Karl Nehammer: Dass Sebastian Kurz auf dem Parteitag ist, ist eine Selbstverständlichkeit. Er ist mein Vorgänger, er hat viel für die Volkspartei geleistet, und ich habe ihn eingeladen, den Übergang, den wir bisher schon gut geschafft haben, auch auf dem Parteitag gemeinsam zu vollziehen.
Es gab aber noch nie Gerüchte vor einem ÖVP-Parteitag, dass ein Vorgänger ein Comeback feiern könnte.
Das ist die Aufgeregtheit der Zeit. Die spiegelt sich in solchen Spekulationen wider. Das soll man nicht überbewerten.
Da Sie Parteitagsregie wohl kennen: Wird Kurz jetzt eine Rede halten?
Da ich früher einmal Generalsekretär war, kann ich nur sagen: Es ist wichtig, den Spannungsbogen aufrechtzuerhalten. Lassen Sie sich überraschen.
In den Umfragen liegen Ihre Werte deutlich hinter jenen, die Sebastian Kurz hatte. Woran liegt das, glauben Sie?
Wir hatten und haben schwere Zeiten in der Volkspartei. Es gibt jede Menge Pauschalverdächtigungen. Es gibt einen U-Ausschuss, dessen Überschrift an sich schon entlarvend ist. Dieser Titel dürfte im U-Ausschuss selbst gar nicht Teil einer Fragestellung sein, weil er wertend ist.
Kurz hat die ÖVP zu einer sehr professionellen, auch marketinggetriebenen Partei gemacht. Moderne Anmutung verbunden mit Law and Order, Wirtschaftsfreundlichkeit und im sozialen Bereich das, was man mitfühlenden Konservativismus nennen könnte. Wie soll die Nehammer-ÖVP aussehen?
Die Volkspartei ist eine Partei, die aus den Wirrnissen der Ersten Republik heraus entstanden ist und Österreich mit aufgebaut hat. Da ist die christlichsoziale Philosophie, die auf dem Personalitätsprinzip, der Subsidiarität und der Solidarität beruht. Solidarität ist kein sozialistisches Modell, sondern kommt aus der inneren Überzeugung des Christentums, das man füreinander einstehen muss, mit Hilfe zur Selbsthilfe – im Gegensatz zum Sozialismus nicht zentral organisiert.

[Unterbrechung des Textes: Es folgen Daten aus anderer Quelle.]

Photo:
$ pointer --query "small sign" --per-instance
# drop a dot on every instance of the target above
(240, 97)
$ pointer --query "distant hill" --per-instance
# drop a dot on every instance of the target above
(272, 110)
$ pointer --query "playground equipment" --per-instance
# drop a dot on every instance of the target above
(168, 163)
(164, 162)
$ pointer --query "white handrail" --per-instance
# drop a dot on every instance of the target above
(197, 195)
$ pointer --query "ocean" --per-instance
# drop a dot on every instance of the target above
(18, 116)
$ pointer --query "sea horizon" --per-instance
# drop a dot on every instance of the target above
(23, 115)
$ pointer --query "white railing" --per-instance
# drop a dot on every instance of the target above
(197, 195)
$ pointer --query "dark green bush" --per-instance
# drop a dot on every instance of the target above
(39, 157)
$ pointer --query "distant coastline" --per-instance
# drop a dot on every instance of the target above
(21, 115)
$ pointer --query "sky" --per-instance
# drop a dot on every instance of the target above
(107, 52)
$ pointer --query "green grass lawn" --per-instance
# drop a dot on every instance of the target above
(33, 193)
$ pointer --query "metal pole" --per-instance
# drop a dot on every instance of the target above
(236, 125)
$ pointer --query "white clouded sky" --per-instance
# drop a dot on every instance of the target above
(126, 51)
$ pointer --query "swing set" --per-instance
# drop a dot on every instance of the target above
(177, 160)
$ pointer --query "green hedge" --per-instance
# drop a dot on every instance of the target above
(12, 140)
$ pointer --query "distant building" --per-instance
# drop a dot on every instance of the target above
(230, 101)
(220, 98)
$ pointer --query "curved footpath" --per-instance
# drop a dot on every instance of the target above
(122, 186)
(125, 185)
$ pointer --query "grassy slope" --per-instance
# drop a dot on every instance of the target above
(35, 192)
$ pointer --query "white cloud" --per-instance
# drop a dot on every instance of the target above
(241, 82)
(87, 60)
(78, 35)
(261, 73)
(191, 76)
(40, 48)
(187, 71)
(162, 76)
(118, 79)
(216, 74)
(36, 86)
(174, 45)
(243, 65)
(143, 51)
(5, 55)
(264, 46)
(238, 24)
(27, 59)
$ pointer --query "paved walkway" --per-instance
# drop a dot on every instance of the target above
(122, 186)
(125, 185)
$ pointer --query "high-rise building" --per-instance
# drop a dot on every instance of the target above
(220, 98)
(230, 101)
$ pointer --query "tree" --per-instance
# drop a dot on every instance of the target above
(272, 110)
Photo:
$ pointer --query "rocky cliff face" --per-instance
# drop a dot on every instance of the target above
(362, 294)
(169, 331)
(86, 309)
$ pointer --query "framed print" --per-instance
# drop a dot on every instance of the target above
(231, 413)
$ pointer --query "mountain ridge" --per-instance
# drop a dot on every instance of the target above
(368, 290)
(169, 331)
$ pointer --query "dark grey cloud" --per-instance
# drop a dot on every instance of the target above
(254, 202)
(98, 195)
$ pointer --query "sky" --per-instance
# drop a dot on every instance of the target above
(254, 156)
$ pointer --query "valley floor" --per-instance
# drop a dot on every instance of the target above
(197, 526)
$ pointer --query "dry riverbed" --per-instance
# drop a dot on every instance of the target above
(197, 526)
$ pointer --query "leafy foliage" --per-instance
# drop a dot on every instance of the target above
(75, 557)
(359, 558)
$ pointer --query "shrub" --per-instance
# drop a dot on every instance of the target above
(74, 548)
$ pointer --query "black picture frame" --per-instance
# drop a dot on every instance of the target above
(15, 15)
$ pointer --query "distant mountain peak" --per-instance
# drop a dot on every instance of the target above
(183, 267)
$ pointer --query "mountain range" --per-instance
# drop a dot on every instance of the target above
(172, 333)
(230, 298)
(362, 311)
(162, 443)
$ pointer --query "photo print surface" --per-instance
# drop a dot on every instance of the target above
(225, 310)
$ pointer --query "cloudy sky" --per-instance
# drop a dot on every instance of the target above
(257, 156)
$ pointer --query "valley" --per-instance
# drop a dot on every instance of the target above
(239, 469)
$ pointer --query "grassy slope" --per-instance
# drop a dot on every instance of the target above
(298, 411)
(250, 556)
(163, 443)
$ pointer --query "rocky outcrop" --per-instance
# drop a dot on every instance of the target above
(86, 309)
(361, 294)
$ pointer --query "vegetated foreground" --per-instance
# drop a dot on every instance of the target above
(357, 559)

Klingt jetzt eher nach ÖVP alt. Und nicht sehr wirtschaftsliberal.
Wir sind für die soziale Marktwirtschaft. Und diese begreift die Gesellschaft als System. Das heißt, als Kombination aus freiem Markt und gesellschaftlichen Ansprüchen. Aus Solidarität und selbstbestimmtem Leben. Das ist weder alt noch neu. Meine Vorstellung von Gesellschaft ist eine liberale, solidarische, wertebasierte, zukunftsorientierte.
Versuchen wir es so: Bei Kurz hatte man den Eindruck – er hat es dann nur nicht durchgezogen –, dass ihm ein angelsächsisches Modell vorschwebte. Bei Ihnen klingt es eher nach Bayern.

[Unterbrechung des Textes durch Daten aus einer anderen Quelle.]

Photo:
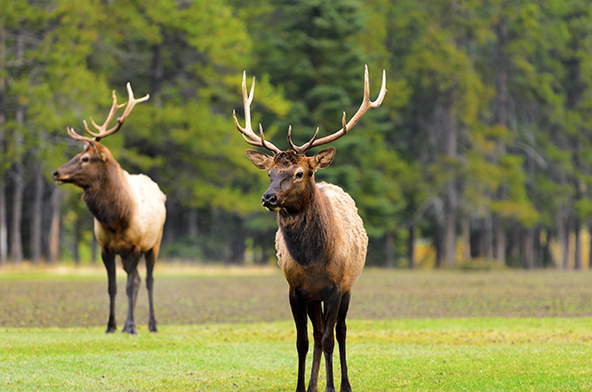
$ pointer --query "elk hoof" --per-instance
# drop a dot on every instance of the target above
(130, 328)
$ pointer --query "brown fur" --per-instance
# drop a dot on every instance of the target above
(321, 247)
(129, 217)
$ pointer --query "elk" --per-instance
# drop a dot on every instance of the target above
(129, 210)
(321, 242)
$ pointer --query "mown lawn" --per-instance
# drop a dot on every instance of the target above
(464, 354)
(231, 330)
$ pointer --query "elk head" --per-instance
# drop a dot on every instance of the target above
(291, 172)
(88, 167)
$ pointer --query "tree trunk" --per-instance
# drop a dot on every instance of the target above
(16, 249)
(192, 223)
(18, 170)
(500, 241)
(3, 218)
(450, 227)
(237, 242)
(93, 248)
(157, 75)
(54, 232)
(528, 249)
(564, 239)
(578, 244)
(438, 244)
(411, 247)
(76, 242)
(36, 217)
(389, 249)
(466, 238)
(3, 223)
(486, 239)
(590, 252)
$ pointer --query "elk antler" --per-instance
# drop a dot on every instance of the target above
(364, 107)
(103, 131)
(247, 131)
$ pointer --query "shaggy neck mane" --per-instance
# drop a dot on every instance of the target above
(109, 200)
(307, 233)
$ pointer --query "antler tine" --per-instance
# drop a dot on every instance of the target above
(102, 128)
(305, 147)
(131, 102)
(74, 135)
(366, 105)
(247, 131)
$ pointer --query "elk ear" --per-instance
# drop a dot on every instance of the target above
(323, 158)
(260, 160)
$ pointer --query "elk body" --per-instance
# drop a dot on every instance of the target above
(321, 242)
(129, 211)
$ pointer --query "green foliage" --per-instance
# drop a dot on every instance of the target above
(488, 110)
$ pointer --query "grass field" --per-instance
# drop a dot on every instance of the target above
(231, 330)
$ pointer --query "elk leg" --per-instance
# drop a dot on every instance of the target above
(109, 261)
(332, 303)
(341, 332)
(298, 306)
(130, 265)
(150, 261)
(315, 312)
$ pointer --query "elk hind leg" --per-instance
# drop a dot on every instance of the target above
(298, 306)
(315, 312)
(332, 305)
(341, 332)
(130, 264)
(150, 262)
(109, 261)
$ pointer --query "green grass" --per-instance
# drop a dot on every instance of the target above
(464, 354)
(231, 330)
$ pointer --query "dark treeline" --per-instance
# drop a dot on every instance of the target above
(480, 153)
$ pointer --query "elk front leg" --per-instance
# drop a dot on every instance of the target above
(315, 312)
(150, 261)
(341, 332)
(109, 261)
(298, 305)
(332, 303)
(130, 265)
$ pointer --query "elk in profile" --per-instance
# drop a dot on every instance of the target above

Ich finde diese Kategorien überholt. Nehmen Sie das sozialdemokratisch regierte Dänemark. Da gibt es einen Integrationsminister, einen ehemaligen Kommunisten, der in der Migrationspolitik inhaltlich exakt der gleichen Meinung ist wie ich. Als Innenminister wurde ich von der Linken für diesen Zugang gescholten. Die ÖVP ist jedenfalls wieder Volkspartei geworden: Wir haben die Wahlerfolge erzielt, weil sich die Pensionistin mit kleinem Einkommen genauso angesprochen gefühlt hat wie der Industrielle.
Sie schaffen diesen Spagat auch?
Das werden die Wähler bewerten. Mein Ziel ist es, die Breite, die wir da erreicht haben, auf jeden Fall beizubehalten.
„Wir hatten und haben schwere Zeiten in der Volkspartei“: Karl Nehammer im Bundeskanzleramt. Er wird am 14. Mai offiziell zum ÖVP-Obmann gewählt. Wobei Kurz und ich schon auch unterschiedlicher Prägung sind. Meine Kinder sind mitten in der Pubertät, nun, da ich Bundeskanzler bin. Und ich bin auch deutlich älter als er.
Wozu brauchen Sie eigentlich Kai Diekmann? Was kann er Ihnen raten, was Sie nicht ohnehin schon wissen?
Wenn Sie aus dem Ministerratssaal hinausblicken, werden Sie Maria Theresia auf dem Platz zwischen den beiden Museen sehen. Und um das Denkmal herum sind ihre prominentesten Berater. Das drückt aus: Wenn Menschen Verantwortung haben, ist es gut, wenn sie von Menschen umgeben sind, die einen anderen Blickwinkel haben. Das ist die Rolle Kai Diekmanns. Als einer meiner Berater.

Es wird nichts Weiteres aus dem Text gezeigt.